Le second, plus inattendu, aborde le football comme « triste révélateur de l’état moral de l’Algérie », considérant que le sport reflète les tensions politiques et sociales du pays.
Ces deux textes servent d’introduction à un dossier plus large, qui interroge la cohérence stratégique et diplomatique du régime algérien dans un contexte régional instable.
Dossier central : les frontières de l’Algérie
Le cœur du numéro est consacré aux frontières algériennes et aux contentieux hérités de la période coloniale.
Trois axes structurent ce dossier :
– Le contentieux territorial algéro-libyen
– Les amputations du Maroc au profit de l’Algérie
– Le contentieux territorial Tunisie-Algérie
L’Afrique Réelle revient sur les découpages opérés durant la période coloniale française et sur les conséquences géopolitiques actuelles de ces tracés frontaliers.
La revue met en lumière les tensions persistantes avec les pays voisins et souligne les ambiguïtés d’un État qui, tout en revendiquant un discours anticolonial, s’appuie sur des frontières issues de la colonisation.
L’éditorial de Bernard Lugan : « L’Algérie, dernier État colonial en Afrique… »

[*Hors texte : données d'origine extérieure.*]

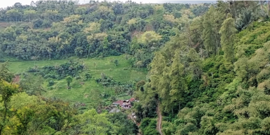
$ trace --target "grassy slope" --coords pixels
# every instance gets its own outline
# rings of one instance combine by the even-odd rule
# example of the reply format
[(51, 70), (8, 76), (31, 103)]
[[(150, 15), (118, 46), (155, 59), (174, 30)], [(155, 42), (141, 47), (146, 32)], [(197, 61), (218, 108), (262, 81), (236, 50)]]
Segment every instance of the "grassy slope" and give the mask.
[[(110, 60), (117, 59), (119, 60), (119, 66), (115, 66), (114, 64), (110, 62)], [(100, 98), (98, 95), (104, 90), (110, 90), (114, 92), (110, 88), (104, 88), (102, 85), (94, 81), (94, 78), (100, 78), (101, 72), (105, 73), (107, 76), (112, 76), (116, 81), (126, 82), (135, 79), (144, 80), (145, 78), (146, 72), (135, 70), (124, 70), (124, 68), (130, 66), (128, 62), (124, 59), (124, 56), (110, 56), (105, 58), (103, 60), (99, 59), (82, 59), (90, 69), (89, 72), (92, 75), (93, 79), (89, 82), (85, 82), (84, 85), (80, 82), (82, 80), (74, 79), (71, 86), (72, 88), (66, 90), (66, 82), (64, 80), (54, 80), (56, 84), (51, 88), (48, 88), (46, 84), (48, 82), (45, 82), (44, 86), (48, 88), (46, 92), (44, 92), (46, 96), (54, 96), (59, 98), (65, 100), (80, 102), (85, 103), (86, 105), (92, 102), (96, 102)], [(66, 60), (42, 60), (36, 62), (38, 66), (42, 66), (50, 64), (62, 64), (66, 62)], [(95, 70), (94, 62), (96, 64)], [(26, 71), (28, 67), (32, 67), (34, 65), (33, 61), (10, 62), (8, 68), (12, 72), (16, 73)], [(130, 97), (125, 97), (128, 98)]]

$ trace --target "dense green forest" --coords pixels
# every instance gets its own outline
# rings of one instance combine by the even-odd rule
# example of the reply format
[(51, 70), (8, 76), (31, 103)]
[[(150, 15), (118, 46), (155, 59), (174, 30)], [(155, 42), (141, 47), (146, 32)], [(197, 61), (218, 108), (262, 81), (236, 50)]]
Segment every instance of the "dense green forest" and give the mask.
[[(2, 8), (0, 62), (34, 65), (12, 72), (1, 64), (0, 135), (270, 134), (270, 10), (269, 1), (230, 0), (38, 1)], [(85, 62), (112, 56), (118, 59), (106, 64), (116, 67), (108, 73), (130, 71), (130, 79), (97, 77), (98, 65)], [(148, 74), (134, 79), (132, 70)], [(48, 96), (59, 90), (57, 81), (66, 86), (61, 92), (80, 88), (74, 82), (104, 90), (84, 106)], [(124, 112), (105, 110), (126, 96), (140, 102)]]

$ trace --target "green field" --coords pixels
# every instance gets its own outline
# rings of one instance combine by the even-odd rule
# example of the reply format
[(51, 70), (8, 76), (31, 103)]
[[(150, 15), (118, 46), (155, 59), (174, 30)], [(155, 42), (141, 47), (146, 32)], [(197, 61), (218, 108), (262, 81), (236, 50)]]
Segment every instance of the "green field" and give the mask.
[[(119, 65), (116, 66), (114, 63), (110, 62), (111, 60), (117, 59), (119, 61)], [(89, 72), (92, 74), (92, 79), (88, 82), (84, 82), (82, 85), (80, 82), (83, 82), (82, 80), (76, 80), (74, 79), (71, 84), (72, 88), (66, 89), (66, 80), (54, 80), (55, 84), (48, 88), (47, 86), (48, 80), (45, 81), (44, 86), (46, 88), (46, 92), (44, 93), (44, 96), (46, 97), (56, 96), (63, 100), (69, 102), (80, 102), (86, 104), (86, 105), (91, 102), (96, 102), (100, 100), (99, 94), (104, 90), (108, 90), (110, 92), (114, 92), (110, 88), (104, 86), (97, 84), (94, 81), (95, 78), (100, 78), (102, 72), (106, 76), (112, 76), (112, 78), (122, 82), (126, 82), (130, 80), (144, 80), (146, 72), (130, 70), (124, 69), (128, 68), (130, 65), (128, 60), (124, 59), (124, 56), (110, 56), (102, 60), (98, 58), (83, 58), (85, 64), (89, 68)], [(36, 64), (38, 66), (42, 66), (50, 64), (62, 64), (67, 62), (66, 60), (40, 60), (36, 62)], [(94, 62), (96, 64), (94, 68)], [(25, 72), (29, 67), (33, 67), (34, 61), (14, 62), (10, 62), (8, 68), (12, 73), (22, 72)], [(34, 76), (36, 78), (36, 76)], [(126, 96), (124, 98), (128, 98)]]

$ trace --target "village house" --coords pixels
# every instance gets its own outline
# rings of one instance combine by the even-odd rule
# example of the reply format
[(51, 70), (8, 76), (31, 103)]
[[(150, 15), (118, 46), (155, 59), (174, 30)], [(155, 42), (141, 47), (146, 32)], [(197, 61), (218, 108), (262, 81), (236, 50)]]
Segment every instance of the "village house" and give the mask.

Dans son éditorial, Bernard Lugan développe une thèse polémique : l’Algérie, qui vient de criminaliser la colonisation française, se trouverait elle-même dans une position paradoxale en conservant des territoires hérités de la période coloniale sans consultation des populations concernées.
Il évoque notamment la question du Sahara occidental, les provinces frontalières rattachées à l’Algérie au détriment du Maroc, de la Tunisie ou de la Libye, ainsi que les revendications touarègues et kabyles.
Selon lui, la réactivation d’un discours anticolonialiste des années 1960 pourrait ouvrir une « boîte de Pandore » en remettant au premier plan la question du droit des peuples à disposer d’eux-mêmes.
La Kabylie est particulièrement mentionnée, l’éditorial soulignant que certains mouvements kabyles pourraient, à terme, solliciter une internationalisation de leur revendication au nom de l’autodétermination.
Une réflexion plus large sur la décolonisation intra-africaine
La rubrique « Livre » complète ce numéro avec une recension de l’ouvrage Quand les Africains colonisaient l’Afrique, qui élargit la réflexion à la question des rapports de domination et d’expansion entre sociétés africaines elles-mêmes, au-delà du seul cadre européen.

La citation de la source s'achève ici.